4. Self-exams save lives. “About twenty percent of breast cancers can only be found by physical exams alone, 40 percent can only be found by mammograms, and the rest can be found by both,” says Dr. Weiss. “Self exams should start as soon as women start to grow breasts because they need to become comfortable with it and become familiar with what their breasts feel like,” says Dr. Weiss. Do it as often as once a month, and wait until after your period when breasts have settled down and aren’t as tender.
5. Anybody that deals with breast cancer disagrees with them. “The American Cancer Society, the American College of Surgeons, Living Beyond Breast Cancer … Every major society that deals with breast health or cancer opposes the guidelines and insists that they’re sticking with the prior recommendations,” says Dr. Rosenberg.
6. It’s based on cutting costs, not saving lives. “They’re putting the cost on the heads of women who will be obliged to find a cancer only by feeling it,” says Dr. Rosenberg. “The problem with that is that they’re usually more advanced at that stage and harder to treat.”
7. It gives insurance companies a loophole. We’re already not allowed to order a breast MRI when we think a patient needs one,” says Dr.
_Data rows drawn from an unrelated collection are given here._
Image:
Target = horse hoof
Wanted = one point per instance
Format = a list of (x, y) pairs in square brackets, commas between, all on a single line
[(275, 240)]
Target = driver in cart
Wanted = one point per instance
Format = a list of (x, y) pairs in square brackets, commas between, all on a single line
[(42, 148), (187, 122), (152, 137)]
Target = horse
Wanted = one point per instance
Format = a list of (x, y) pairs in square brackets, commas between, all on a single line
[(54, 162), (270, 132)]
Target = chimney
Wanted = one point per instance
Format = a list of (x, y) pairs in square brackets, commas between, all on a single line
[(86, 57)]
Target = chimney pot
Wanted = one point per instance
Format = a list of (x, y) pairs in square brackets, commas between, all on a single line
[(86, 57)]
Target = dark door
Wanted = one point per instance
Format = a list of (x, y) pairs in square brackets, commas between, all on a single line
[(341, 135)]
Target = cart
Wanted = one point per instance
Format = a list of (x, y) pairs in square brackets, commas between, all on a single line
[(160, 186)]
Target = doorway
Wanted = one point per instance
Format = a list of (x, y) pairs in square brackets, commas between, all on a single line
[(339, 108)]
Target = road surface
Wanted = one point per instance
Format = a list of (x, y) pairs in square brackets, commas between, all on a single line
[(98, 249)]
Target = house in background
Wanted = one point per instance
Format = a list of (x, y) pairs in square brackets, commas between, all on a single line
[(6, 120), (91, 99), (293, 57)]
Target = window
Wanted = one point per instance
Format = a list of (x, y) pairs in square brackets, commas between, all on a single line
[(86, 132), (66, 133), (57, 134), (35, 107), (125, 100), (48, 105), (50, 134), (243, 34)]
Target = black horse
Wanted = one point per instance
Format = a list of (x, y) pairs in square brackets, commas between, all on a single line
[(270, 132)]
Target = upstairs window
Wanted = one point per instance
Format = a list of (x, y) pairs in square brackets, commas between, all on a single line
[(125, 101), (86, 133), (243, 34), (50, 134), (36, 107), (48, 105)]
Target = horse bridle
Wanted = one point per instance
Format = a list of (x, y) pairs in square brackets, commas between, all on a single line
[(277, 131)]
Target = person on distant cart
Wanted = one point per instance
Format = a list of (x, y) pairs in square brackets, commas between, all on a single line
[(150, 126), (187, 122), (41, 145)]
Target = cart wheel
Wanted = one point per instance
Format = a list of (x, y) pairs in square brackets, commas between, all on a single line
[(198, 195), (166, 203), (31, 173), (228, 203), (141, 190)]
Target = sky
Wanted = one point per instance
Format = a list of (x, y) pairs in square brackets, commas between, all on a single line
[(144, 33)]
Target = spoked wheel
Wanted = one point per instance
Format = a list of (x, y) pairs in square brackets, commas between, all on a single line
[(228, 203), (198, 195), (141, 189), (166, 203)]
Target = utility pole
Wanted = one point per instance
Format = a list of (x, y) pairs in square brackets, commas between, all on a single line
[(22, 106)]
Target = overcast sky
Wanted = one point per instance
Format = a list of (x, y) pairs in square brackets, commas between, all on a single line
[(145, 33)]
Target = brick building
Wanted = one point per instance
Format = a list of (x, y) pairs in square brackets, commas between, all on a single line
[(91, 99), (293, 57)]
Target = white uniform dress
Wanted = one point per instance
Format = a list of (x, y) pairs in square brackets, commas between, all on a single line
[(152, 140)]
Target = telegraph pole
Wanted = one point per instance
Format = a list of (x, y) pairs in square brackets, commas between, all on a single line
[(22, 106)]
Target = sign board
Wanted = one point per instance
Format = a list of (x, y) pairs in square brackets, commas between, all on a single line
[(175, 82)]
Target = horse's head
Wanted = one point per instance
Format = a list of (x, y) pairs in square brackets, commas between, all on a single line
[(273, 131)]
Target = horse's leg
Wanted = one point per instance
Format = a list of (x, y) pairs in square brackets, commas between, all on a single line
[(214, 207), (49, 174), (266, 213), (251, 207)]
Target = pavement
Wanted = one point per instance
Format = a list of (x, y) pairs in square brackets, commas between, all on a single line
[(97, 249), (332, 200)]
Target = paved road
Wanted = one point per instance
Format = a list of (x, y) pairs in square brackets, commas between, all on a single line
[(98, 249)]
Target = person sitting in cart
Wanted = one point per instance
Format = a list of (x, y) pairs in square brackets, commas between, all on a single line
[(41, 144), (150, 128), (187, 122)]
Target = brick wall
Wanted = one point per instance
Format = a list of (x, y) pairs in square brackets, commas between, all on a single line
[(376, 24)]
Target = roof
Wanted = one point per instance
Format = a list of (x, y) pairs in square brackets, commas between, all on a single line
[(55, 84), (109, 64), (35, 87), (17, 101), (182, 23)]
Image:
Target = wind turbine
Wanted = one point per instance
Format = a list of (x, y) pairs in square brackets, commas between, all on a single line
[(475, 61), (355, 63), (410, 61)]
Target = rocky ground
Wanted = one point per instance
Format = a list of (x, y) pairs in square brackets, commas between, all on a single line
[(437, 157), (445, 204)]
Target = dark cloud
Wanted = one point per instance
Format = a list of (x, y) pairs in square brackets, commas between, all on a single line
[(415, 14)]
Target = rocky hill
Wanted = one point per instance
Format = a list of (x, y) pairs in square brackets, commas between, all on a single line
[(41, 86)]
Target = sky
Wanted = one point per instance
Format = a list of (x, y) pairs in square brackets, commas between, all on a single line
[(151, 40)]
Rosenburg. “We have to call the insurance company, which often says they won’t cover it. Not that the patient can’t have it, but that they need to pay for it themselves out of their own pocket.”
8. In the end, it won’t end up saving money. “More women will require mastectomies and chemo if their cancer is not found early,” says Dr. Rosenberg. “So saving money today will end up costing lives and the same amount, if not more money, later on.”
9. It’s causing confusion. “We’ve worked so hard to clarify and fortify the message that all women need to start regular mammograms at age 40,” says Dr. Weiss. Even if they change their guidelines, they’ve already confused the issue and given women an excuse not to get one."
10. They’ve turned back the clock. “They are taking women in the prime of their lives, women with children, with people who depend on them, and basically throwing them back to an a prior error when there was little we could offer in terms of finding cancer early, when it’s most curable,” says Dr. Weiss. “No, there’s no perfect test yet, but we do have a test that saves lives — it’s called the mammogram.”